Creamy Chicken and Gnocchi Pot Pie

A comforting pot pie filled with creamy chicken, gnocchi, and vegetables, topped with golden puff pastry.
Course Main Course
Cuisine American
Servings 4
Calories 600 kcal

Ingredients
  

  • 1 lb boneless, skinless chicken breasts, cut into bite-sized pieces
  • 1 tablespoon olive oil
  • 1 medium onion, diced
  • 2 cloves garlic, minced
  • 2 medium carrots, diced
  • 2 stalks celery, diced
  • 1 teaspoon dried thyme
  • 1 teaspoon dried rosemary
  • 4 cups chicken broth
  • 1 cup heavy cream
  • 1.5 cups store-bought gnocchi (fresh or frozen)
  • 2 cups frozen peas
  • to taste salt and pepper
  • 1 cup frozen puff pastry (1 sheet), thawed
  • 1 egg beaten (for egg wash)

Instructions
 

  • Begin by preheating your oven to 400°F (200°C), ensuring it is ready for baking your pot pie.
  • In a large pot or Dutch oven, heat the olive oil over medium heat.
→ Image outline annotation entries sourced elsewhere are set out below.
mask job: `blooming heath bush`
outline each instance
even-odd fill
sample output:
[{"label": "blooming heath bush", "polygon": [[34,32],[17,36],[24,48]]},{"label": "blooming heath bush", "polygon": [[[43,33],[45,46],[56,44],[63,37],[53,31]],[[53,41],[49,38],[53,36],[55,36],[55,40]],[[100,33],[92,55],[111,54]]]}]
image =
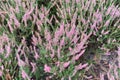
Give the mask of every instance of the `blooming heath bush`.
[{"label": "blooming heath bush", "polygon": [[117,0],[5,0],[0,5],[3,80],[83,80],[89,65],[84,55],[120,47]]}]

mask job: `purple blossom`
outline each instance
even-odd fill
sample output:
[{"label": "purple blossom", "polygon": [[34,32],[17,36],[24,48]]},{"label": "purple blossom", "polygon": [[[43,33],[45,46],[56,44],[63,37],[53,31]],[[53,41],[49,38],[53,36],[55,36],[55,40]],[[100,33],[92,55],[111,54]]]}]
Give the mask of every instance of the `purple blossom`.
[{"label": "purple blossom", "polygon": [[50,73],[50,71],[51,71],[51,67],[48,66],[47,64],[45,64],[45,65],[44,65],[44,71]]}]

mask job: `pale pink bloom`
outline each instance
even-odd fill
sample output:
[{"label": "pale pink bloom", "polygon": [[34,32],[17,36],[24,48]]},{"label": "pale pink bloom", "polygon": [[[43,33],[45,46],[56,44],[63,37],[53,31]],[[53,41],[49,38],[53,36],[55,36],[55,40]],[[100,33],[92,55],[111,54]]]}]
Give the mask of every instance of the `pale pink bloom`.
[{"label": "pale pink bloom", "polygon": [[65,62],[65,63],[63,64],[63,67],[64,67],[64,68],[67,68],[69,65],[70,65],[70,61]]},{"label": "pale pink bloom", "polygon": [[51,71],[51,67],[48,66],[47,64],[45,64],[45,65],[44,65],[44,71],[50,73],[50,71]]}]

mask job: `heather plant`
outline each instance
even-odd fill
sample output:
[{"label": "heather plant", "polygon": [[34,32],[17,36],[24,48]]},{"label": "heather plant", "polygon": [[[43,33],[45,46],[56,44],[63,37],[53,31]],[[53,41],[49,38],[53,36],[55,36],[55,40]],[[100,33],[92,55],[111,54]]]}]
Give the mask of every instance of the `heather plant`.
[{"label": "heather plant", "polygon": [[[104,54],[116,48],[119,53],[120,7],[116,2],[1,1],[1,78],[91,79],[92,76],[85,75],[91,64],[88,55]],[[114,73],[117,77],[113,79],[119,79],[118,72]],[[108,77],[111,78],[110,70]]]}]

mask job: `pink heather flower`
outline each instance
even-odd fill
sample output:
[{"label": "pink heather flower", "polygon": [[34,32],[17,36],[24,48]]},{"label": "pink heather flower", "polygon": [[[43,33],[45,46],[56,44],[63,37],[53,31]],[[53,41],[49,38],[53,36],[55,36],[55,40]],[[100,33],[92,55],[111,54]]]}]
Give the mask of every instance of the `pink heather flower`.
[{"label": "pink heather flower", "polygon": [[10,32],[12,33],[13,32],[13,28],[12,28],[12,26],[11,26],[11,22],[10,21],[8,21],[8,27],[9,27],[9,29],[10,29]]},{"label": "pink heather flower", "polygon": [[36,63],[30,63],[32,65],[32,73],[35,72],[36,70]]},{"label": "pink heather flower", "polygon": [[83,64],[83,65],[80,63],[78,66],[75,66],[75,69],[78,71],[78,70],[81,70],[81,69],[87,67],[87,65],[88,65],[88,63]]},{"label": "pink heather flower", "polygon": [[60,52],[61,52],[60,50],[61,50],[61,48],[58,47],[58,49],[57,49],[57,57],[58,57],[58,58],[60,58]]},{"label": "pink heather flower", "polygon": [[22,21],[24,21],[25,23],[25,26],[27,26],[27,20],[30,18],[30,14],[33,12],[34,8],[32,8],[30,11],[27,11],[23,18],[22,18]]},{"label": "pink heather flower", "polygon": [[45,39],[49,42],[51,39],[50,32],[47,29],[45,29],[44,34],[45,34]]},{"label": "pink heather flower", "polygon": [[50,54],[50,57],[53,58],[55,56],[55,50],[51,48],[52,54]]},{"label": "pink heather flower", "polygon": [[3,75],[3,72],[0,70],[0,77]]},{"label": "pink heather flower", "polygon": [[80,58],[80,56],[82,56],[84,54],[85,50],[82,50],[79,54],[75,55],[73,57],[73,60],[78,60]]},{"label": "pink heather flower", "polygon": [[70,0],[65,0],[66,1],[66,3],[69,3],[70,2]]},{"label": "pink heather flower", "polygon": [[3,53],[4,52],[4,49],[0,47],[0,53]]},{"label": "pink heather flower", "polygon": [[62,38],[62,40],[60,41],[60,46],[62,47],[65,44],[65,37]]},{"label": "pink heather flower", "polygon": [[20,23],[19,23],[19,21],[17,20],[17,18],[16,18],[15,16],[13,16],[13,19],[14,19],[15,25],[16,25],[17,27],[20,27]]},{"label": "pink heather flower", "polygon": [[97,10],[97,12],[94,14],[97,23],[102,22],[102,14]]},{"label": "pink heather flower", "polygon": [[36,51],[35,46],[34,46],[34,52],[35,52],[34,57],[35,57],[35,59],[37,60],[40,56],[39,56],[38,52]]},{"label": "pink heather flower", "polygon": [[80,2],[80,0],[76,0],[76,3]]},{"label": "pink heather flower", "polygon": [[33,44],[34,46],[36,46],[36,45],[37,45],[37,42],[38,42],[37,38],[35,37],[35,35],[33,35],[33,36],[32,36],[32,44]]},{"label": "pink heather flower", "polygon": [[100,74],[100,80],[104,80],[104,74]]},{"label": "pink heather flower", "polygon": [[71,40],[74,33],[75,33],[75,25],[72,26],[71,30],[69,32],[67,32],[66,35]]},{"label": "pink heather flower", "polygon": [[109,24],[110,24],[110,19],[105,22],[104,26],[109,26]]},{"label": "pink heather flower", "polygon": [[6,56],[5,56],[5,58],[7,58],[10,55],[10,53],[11,53],[10,44],[8,44],[7,46],[5,46],[5,48],[6,48]]},{"label": "pink heather flower", "polygon": [[55,62],[55,64],[56,64],[57,67],[60,66],[60,62],[59,61]]},{"label": "pink heather flower", "polygon": [[70,65],[70,61],[65,62],[65,63],[63,64],[63,67],[64,67],[64,68],[67,68],[69,65]]},{"label": "pink heather flower", "polygon": [[78,40],[80,39],[80,37],[77,37],[77,36],[78,36],[78,31],[75,32],[75,36],[72,39],[72,42],[74,42],[74,44],[76,44]]},{"label": "pink heather flower", "polygon": [[41,20],[43,20],[44,19],[44,17],[45,17],[45,15],[44,14],[39,14],[39,16],[40,16],[40,18],[41,18]]},{"label": "pink heather flower", "polygon": [[29,76],[27,75],[27,73],[24,71],[24,70],[22,70],[22,78],[24,78],[24,79],[28,79],[28,80],[30,80],[30,78],[29,78]]},{"label": "pink heather flower", "polygon": [[48,66],[47,64],[45,64],[45,65],[44,65],[44,71],[50,73],[50,71],[51,71],[51,67]]}]

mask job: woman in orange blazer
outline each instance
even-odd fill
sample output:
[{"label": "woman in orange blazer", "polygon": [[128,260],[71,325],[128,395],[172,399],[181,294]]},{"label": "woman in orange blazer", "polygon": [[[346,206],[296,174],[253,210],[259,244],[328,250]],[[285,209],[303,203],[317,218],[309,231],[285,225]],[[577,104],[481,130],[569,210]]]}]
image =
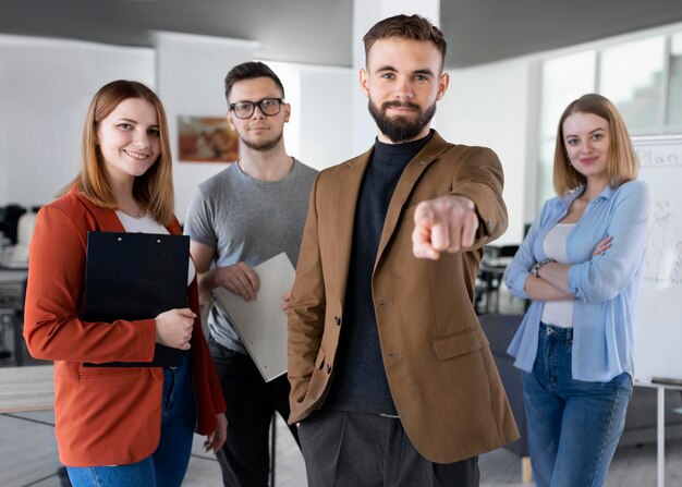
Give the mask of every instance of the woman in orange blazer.
[{"label": "woman in orange blazer", "polygon": [[[33,356],[54,361],[57,442],[74,486],[180,486],[194,430],[217,451],[227,428],[190,257],[190,307],[134,321],[80,318],[88,231],[181,233],[161,102],[139,83],[103,86],[82,150],[71,188],[38,214],[24,337]],[[157,343],[190,353],[178,367],[84,366],[151,362]]]}]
Add the diced onion, carrots, and celery, sautéing them for about 5-7 minutes until the vegetables soften and the onions become translucent.
  • Stir in the minced garlic, dried thyme, and rosemary. Continue to cook for an additional 1-2 minutes until the mixture becomes fragrant.
  • Incorporate the chicken pieces into the pot, seasoning with salt and pepper. Cook for approximately 5-7 minutes, stirring occasionally, until the chicken is cooked through and no longer pink inside.
  • Pour in the chicken broth and bring the mixture to a gentle boil. Lower the heat, then stir in the heavy cream and gnocchi. Let it simmer for about 5 minutes, until the gnocchi are tender and the sauce has thickened smoothly.
  • Gently fold in the frozen peas, stirring to combine. Taste and adjust the seasoning with more salt and pepper as needed.
  • Carefully transfer the creamy chicken and gnocchi mixture into a baking dish, spreading it out evenly.
  • On a lightly floured surface, roll out the thawed puff pastry. Cut it to fit the dimensions of your baking dish, allowing for some overhang. Place the pastry over the filling, sealing the edges by pressing down with the tines of a fork. Cut a few slits in the top to allow steam to escape during baking.
  • Brush the top of the pastry with the beaten egg for a beautiful golden finish once baked.
  • Place the dish in the preheated oven and bake for 25-30 minutes or until the pastry is golden brown and puffed up beautifully.
  • Once done, remove the pot pie from the oven and let it sit for about 5 minutes before serving.

Notes

Serve warm and garnish with fresh thyme sprigs for an elegant touch.